Supplementary methods:

Plant material, treatments and identification of probes for tiling array analysis of biotic stress data

In order to identify novel Botrytis cinerea-induced peptides (BIPs) in Arabidopsis thaliana a tiling array analysis (GeneChip® Arabidopsis Tiling 1.0R Arrays) was performed on mRNA extracted from A. thaliana leaves collected 2 days post inoculation with the fungus B. cinerea (BC). The experimental setup comprised of 2 replicates for Botrytis cinerea treated A. thaliana leaves and 2 replicates for control (water) treated A. thaliana leaves resulting in a total of 4 samples. Background correction, log2 transformation and interslide normalization were performed with the Affymetrix Tiling Analysis Software - Version 1.1, Build 2. Since the tiling arrays were based on the A. thaliana genome sequence of the 2007’s version of the TAIR database, the corresponding TAIR7 genome annotation was used for the analysis of the tiling array data.

The initial step of the Tiling Array experiment was the identification of probes that are part of transcriptional active regions (TARs), based on the probe intensities. In the first step, in order to identify transcriptionally active probes, the average log2 intensities of biological replicates were calculated and a threshold value of 8.8 was chosen to distinguish the probe intensities of TARs (ON probes) from the background signal (OFF probes). This threshold was determined by analyzing intensities of annotated genes that were known to be transcriptionally active. Secondly, groups of 4-13 successive transcriptionally active probes were combined into short transcriptionally active regions (TARs). Selection of smaller regions beyond the threshold of 4-13 successive probes would lead to a high number of false positives and towards the identification of very small genes that would be difficult to amplify at a later stage. We found that all active regions of 14-15 successive probes resulted in TARs that were previously annotated (TAIR7), supporting our choice of size limits. In a third step, TARs were withheld if the number of transcriptionally active probes was smaller in the control than in the BC treatment and if the average log2 intensity of all probes in the smallest of the two regions was at least 1.4 higher in the BC treatment than in the control. Both rules were based on the tiling array results for genomic regions that were known to be induced upon BC treatment. The former rule was added because of the frequent occurrence of probes having zero intensity in one of the four hybridizations. In small regions these zero values can have substantial influence on the average log2 intensity leading to false positive calls. The threshold for upregulation by BC was refined by comparing qRT-PCR and tiling array results for 30 selected TARs. All upregulations of 1.4 or more (corresponding to 2.6 fold or more) in the tiling arrays could be confirmed by qRT-PCR supporting our choice of threshold. Finally, each selected region was compared to the A. thaliana TAIR7 genome annotation and only regions that were located in intergenic regions, introns or pseudogenes were withheld [1].

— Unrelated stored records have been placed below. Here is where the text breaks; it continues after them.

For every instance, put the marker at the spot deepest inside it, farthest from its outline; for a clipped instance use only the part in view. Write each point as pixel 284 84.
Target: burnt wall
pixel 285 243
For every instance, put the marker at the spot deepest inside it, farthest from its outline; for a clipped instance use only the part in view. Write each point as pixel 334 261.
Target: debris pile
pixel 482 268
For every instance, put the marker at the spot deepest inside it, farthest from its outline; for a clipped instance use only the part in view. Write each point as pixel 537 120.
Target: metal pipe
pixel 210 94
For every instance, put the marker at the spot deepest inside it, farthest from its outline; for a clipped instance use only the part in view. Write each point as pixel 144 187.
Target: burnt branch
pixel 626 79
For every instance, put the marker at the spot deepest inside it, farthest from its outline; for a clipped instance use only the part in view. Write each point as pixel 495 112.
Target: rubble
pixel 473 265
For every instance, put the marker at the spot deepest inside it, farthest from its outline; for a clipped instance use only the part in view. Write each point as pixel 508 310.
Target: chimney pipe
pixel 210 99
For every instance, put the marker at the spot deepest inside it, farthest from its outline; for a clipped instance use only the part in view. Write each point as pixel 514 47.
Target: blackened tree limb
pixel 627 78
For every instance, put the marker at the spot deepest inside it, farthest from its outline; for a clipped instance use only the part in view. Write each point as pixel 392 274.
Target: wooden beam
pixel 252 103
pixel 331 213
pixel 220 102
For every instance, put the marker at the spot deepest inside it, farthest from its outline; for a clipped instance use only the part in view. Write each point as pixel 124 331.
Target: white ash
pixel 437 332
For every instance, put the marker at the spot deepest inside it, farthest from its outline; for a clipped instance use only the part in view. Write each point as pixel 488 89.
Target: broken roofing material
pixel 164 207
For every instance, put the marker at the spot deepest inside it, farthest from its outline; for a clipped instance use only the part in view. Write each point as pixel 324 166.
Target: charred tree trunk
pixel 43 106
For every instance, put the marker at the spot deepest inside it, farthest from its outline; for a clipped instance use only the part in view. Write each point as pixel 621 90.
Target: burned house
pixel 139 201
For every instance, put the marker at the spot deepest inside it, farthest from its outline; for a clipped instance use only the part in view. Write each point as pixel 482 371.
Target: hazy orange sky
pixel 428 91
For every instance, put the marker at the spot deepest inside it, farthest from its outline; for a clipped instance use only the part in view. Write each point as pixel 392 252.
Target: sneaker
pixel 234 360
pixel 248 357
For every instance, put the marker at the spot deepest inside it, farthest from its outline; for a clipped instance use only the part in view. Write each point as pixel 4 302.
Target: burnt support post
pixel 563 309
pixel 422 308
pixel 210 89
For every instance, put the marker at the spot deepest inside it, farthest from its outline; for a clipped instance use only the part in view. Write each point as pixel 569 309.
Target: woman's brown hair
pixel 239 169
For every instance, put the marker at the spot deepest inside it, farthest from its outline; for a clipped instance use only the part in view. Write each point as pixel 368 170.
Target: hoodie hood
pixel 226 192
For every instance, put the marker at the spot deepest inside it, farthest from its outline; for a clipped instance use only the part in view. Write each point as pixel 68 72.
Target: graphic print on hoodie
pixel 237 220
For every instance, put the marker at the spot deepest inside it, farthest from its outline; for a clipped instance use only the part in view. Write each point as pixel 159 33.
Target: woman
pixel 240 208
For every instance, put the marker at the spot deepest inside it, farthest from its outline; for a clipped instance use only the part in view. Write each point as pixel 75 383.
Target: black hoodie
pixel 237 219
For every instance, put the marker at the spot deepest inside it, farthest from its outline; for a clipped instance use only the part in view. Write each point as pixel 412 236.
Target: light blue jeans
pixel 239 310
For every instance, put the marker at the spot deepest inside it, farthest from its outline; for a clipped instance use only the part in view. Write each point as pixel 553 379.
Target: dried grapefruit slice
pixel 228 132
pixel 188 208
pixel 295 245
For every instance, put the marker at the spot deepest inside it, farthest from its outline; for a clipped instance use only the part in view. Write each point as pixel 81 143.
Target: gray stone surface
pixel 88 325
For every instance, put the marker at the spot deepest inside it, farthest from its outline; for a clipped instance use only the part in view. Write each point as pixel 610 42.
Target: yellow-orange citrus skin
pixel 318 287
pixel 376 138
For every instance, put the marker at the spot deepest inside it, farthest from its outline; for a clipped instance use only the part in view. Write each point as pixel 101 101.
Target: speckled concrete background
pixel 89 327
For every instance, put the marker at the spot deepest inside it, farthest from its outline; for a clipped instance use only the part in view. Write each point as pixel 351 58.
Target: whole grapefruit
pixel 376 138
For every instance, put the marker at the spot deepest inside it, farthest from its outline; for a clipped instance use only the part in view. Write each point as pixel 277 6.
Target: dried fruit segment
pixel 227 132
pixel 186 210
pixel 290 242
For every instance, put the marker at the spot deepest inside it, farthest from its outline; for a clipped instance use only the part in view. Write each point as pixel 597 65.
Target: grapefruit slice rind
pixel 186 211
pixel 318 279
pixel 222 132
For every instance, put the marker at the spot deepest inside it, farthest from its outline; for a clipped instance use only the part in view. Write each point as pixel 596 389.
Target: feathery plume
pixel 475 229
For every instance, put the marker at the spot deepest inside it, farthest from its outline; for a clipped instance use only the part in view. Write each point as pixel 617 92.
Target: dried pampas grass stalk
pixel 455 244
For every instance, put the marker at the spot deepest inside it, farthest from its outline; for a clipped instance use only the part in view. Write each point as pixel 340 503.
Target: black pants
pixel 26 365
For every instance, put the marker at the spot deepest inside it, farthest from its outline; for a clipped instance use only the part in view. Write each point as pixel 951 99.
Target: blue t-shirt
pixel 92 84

Plant material, treatments and analysis of biotic and abiotic stress RNA-seq data

RNA-seq analysis was performed on mRNA extracted from A. thaliana leaves treated with Paraquat or B. cinerea. To this end, plants were sprayed evenly until run off with Paraquat (25 μM; Sigma) or mock treated with sterile water. For the inoculation with B. cinerea, plants were sprayed evenly until run off with a spore suspension of 5 x 104 B. cinerea B05.10 spores/ml in 1/2 PDB (12 g/L Potato Dextrose Broth) or mock treated with ½ PDB. Plants were kept at 100% relative humidity. Two days post treatment, a pool of six randomly selected plants was collected and all aboveground plant material was harvested in liquid nitrogen and stored at -80°C prior to further analysis. Three biological replicates were used for both the control plants and treated plants. Total RNA was isolated using the Plant RNA Qiagen RNeasy kit according to the manufacturer’s instruction (Qiagen,Valencia, CA, USA). RNA quantity and quality control was performed using a NanoDrop ND-1000 spectrophotometer (NanoDrop Technologies, DE, USA) and the Agilent 2100 Bioanalyzer (Agilent Technologies, CA, USA). Library preparation was performed using the Illumina (USA) TruSeq kit and 150 bp paired-end sequencing was performed in one lane of an Illumina NextSeq 500 sequencer using the NextSeq High Output kit (300 cycles, Illumina, USA) according to the manufacturer’s instructions. Each biological replicate had further 4 technical replicates in different lanes, resulting in a total of 48 samples. A total of 334,624,105 reads were obtained from 48 samples which amounts to an average of 6971335.52 reads per sample (Additional file 10: Table S1). The samples were named based on their replicate number and their experimental condition. In the manuscript, the untreated samples are referred to as MOCK_PQ and MOCK_BC and the treated samples as PQ and BC respectively.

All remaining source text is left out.